The truth is, the Bible is one of the most widely misunderstood books in Western literature, probably because it's actually a piece of Eastern literature. It's misunderstood by non-Christians who react to it based on unpleasant experiences with Christians, and it's misunderstood by Christians themselves.

That's a shame, because it really is a phenomenal piece of literature, and like all phenomenal pieces of literature, there are some deep currents that flow through its pages. If we're willing to pull up our oars, stop rowing our way, and just let those currents carry us where they go, we'll all find it to be a much more fascinating and spiritually insightful book than we've ever realized before.

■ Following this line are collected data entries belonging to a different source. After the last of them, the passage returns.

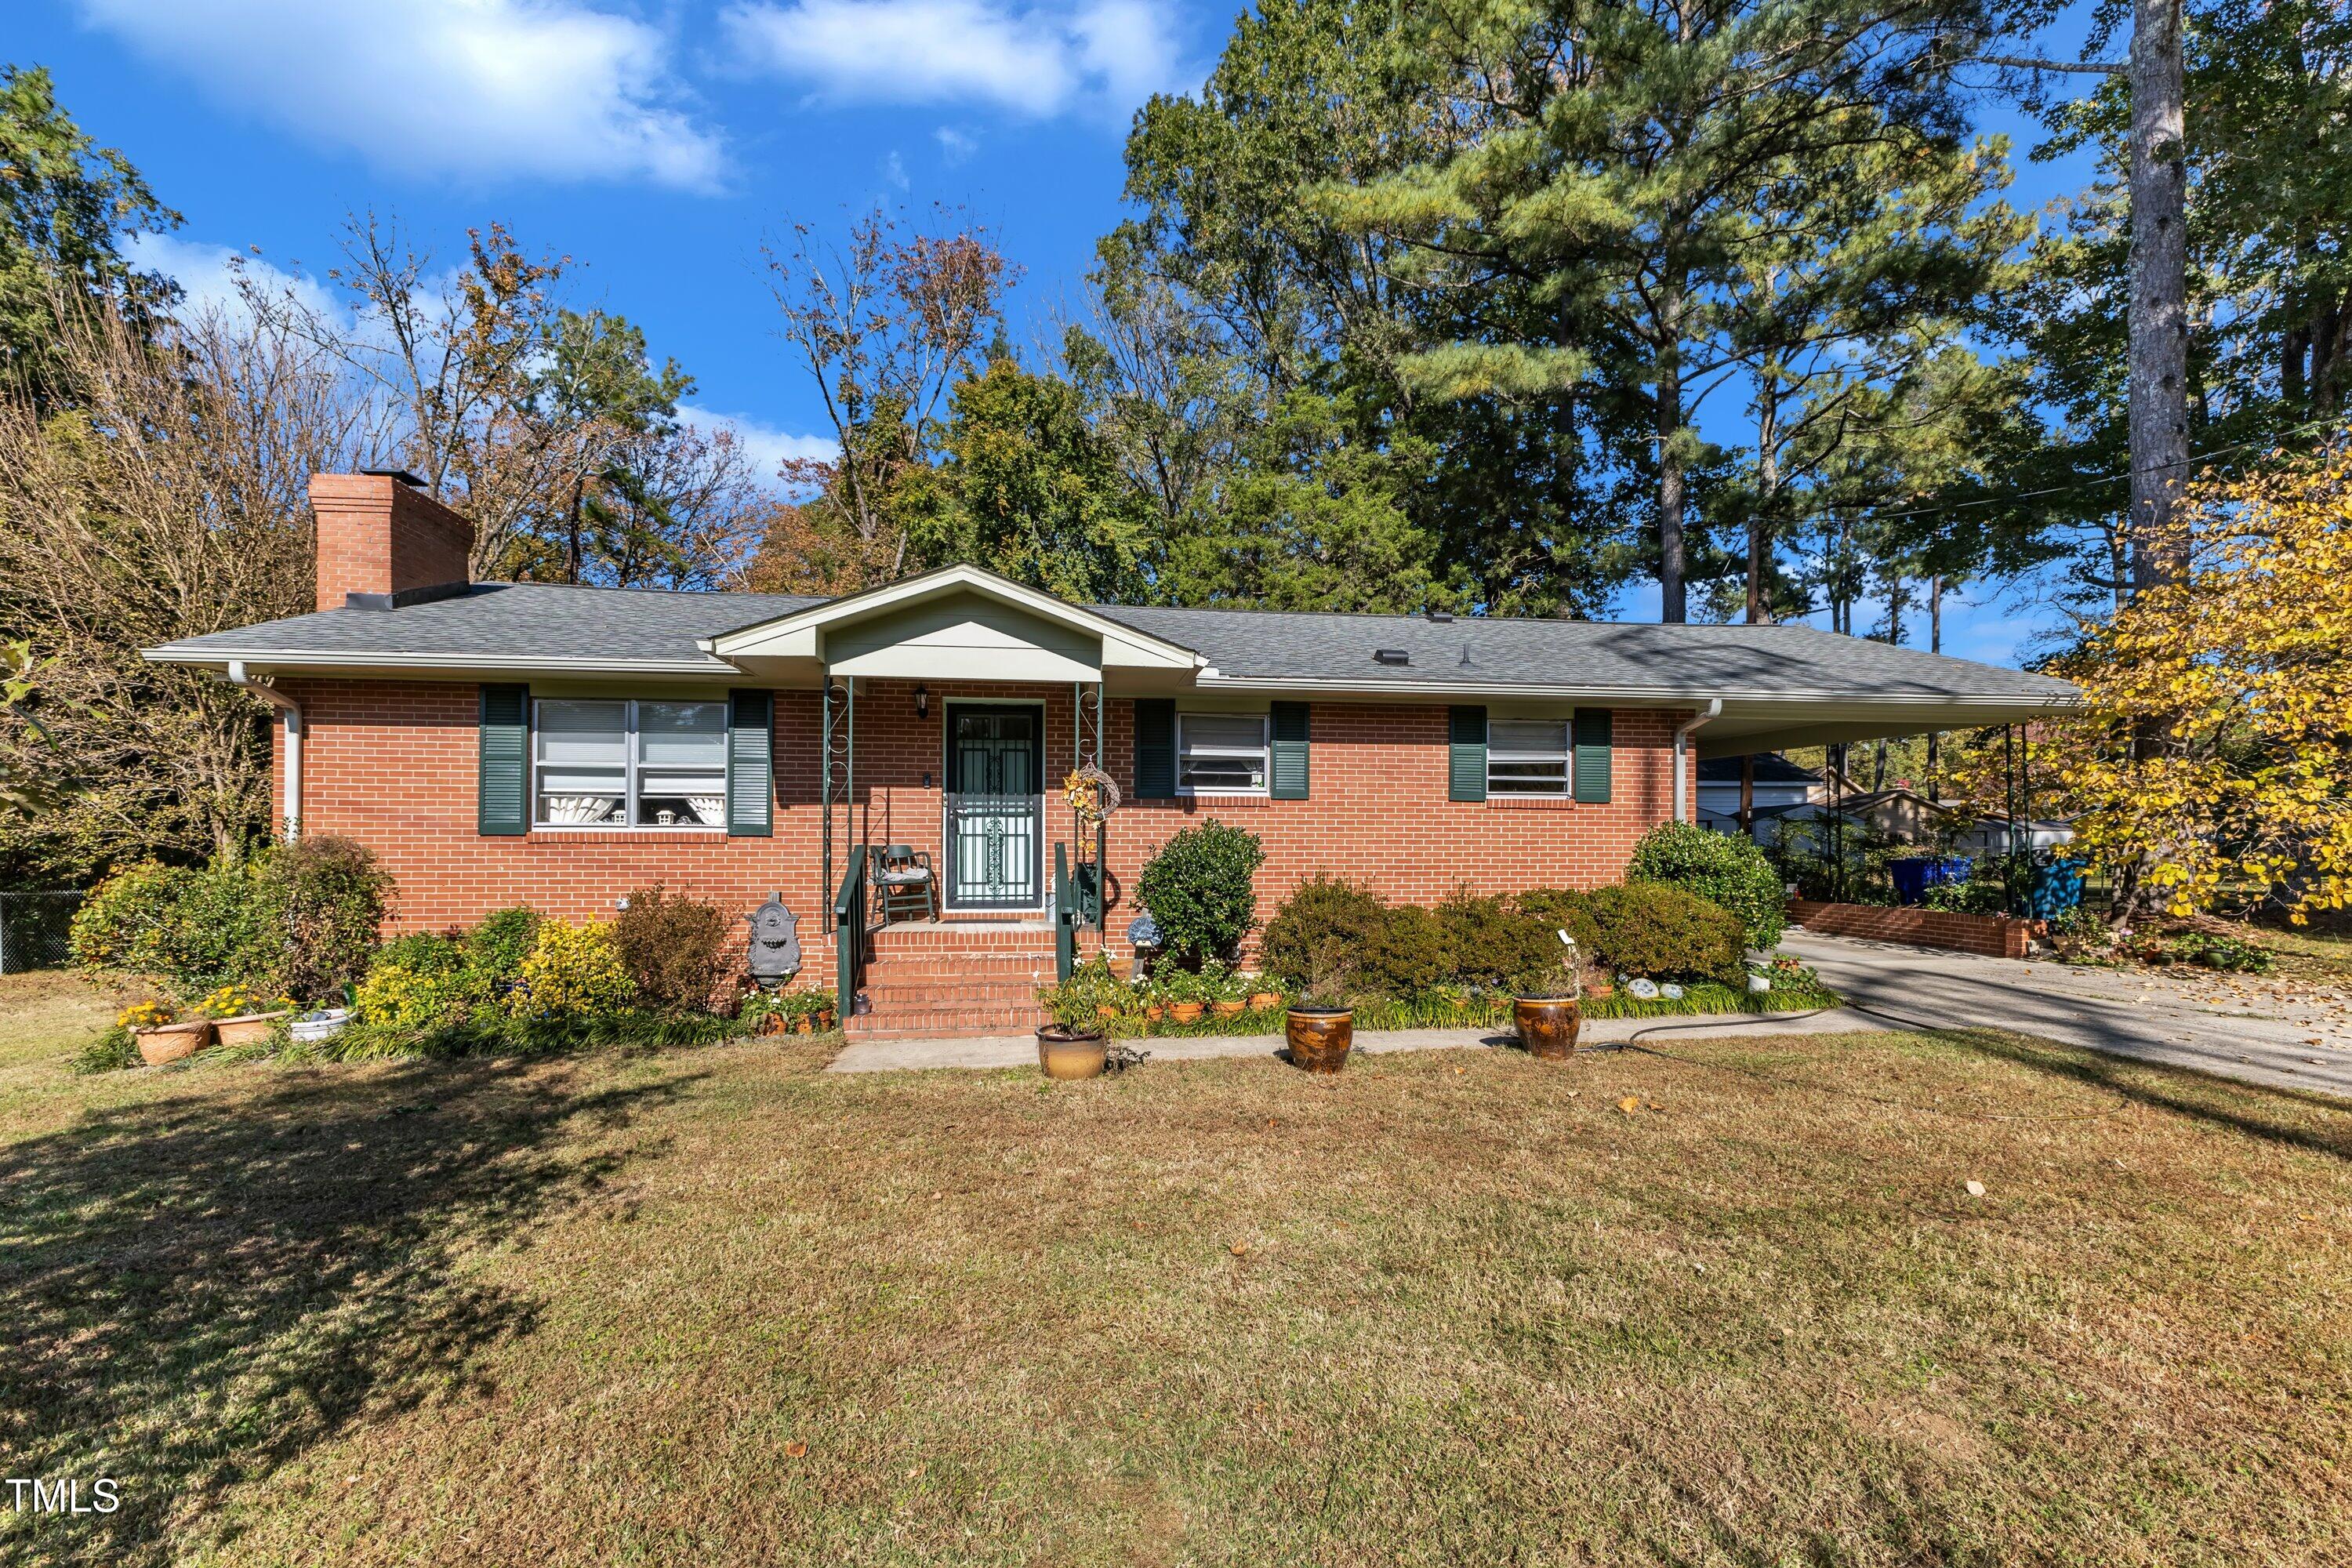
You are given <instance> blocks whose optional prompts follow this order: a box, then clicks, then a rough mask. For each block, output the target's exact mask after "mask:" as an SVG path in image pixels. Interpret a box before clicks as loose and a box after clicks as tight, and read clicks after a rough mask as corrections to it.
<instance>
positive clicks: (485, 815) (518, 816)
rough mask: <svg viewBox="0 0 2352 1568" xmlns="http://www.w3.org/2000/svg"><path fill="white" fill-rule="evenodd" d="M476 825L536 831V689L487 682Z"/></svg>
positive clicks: (482, 720) (500, 834)
mask: <svg viewBox="0 0 2352 1568" xmlns="http://www.w3.org/2000/svg"><path fill="white" fill-rule="evenodd" d="M475 790H477V802H475V827H477V832H482V835H501V837H513V835H524V832H529V830H532V689H529V686H482V712H480V766H477V778H475Z"/></svg>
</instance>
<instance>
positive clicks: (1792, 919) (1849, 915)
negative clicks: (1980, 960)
mask: <svg viewBox="0 0 2352 1568" xmlns="http://www.w3.org/2000/svg"><path fill="white" fill-rule="evenodd" d="M1788 917H1790V922H1795V924H1799V926H1804V929H1806V931H1820V933H1823V936H1860V938H1867V940H1877V943H1915V945H1919V947H1950V950H1952V952H1978V954H1983V957H1987V959H2023V957H2025V938H2027V936H2032V922H2027V919H2018V917H2013V914H1952V912H1947V910H1889V907H1882V905H1870V903H1820V900H1813V898H1790V900H1788Z"/></svg>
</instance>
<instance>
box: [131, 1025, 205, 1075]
mask: <svg viewBox="0 0 2352 1568" xmlns="http://www.w3.org/2000/svg"><path fill="white" fill-rule="evenodd" d="M132 1039H136V1041H139V1060H143V1063H146V1065H148V1067H169V1065H172V1063H183V1060H188V1058H191V1056H195V1053H198V1051H202V1048H205V1046H209V1044H212V1020H209V1018H191V1020H188V1023H165V1025H155V1027H153V1030H132Z"/></svg>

This sort of honest search is something that I think will engage people who consider themselves to be spiritual but not Christians, and it should engage Christians as well. One attitude I consistently have encountered is contempt for Christians who swear unswerving allegiance to the Bible yet have no idea what it actually says or make no attempt to deal with issues like Paul's apparent sexism, the appallingly strict penal code in the Mosaic law, and so on.

I'd like to lead a study that does those things. Naturally, I can't get the church to promote it along with the other Bible studies.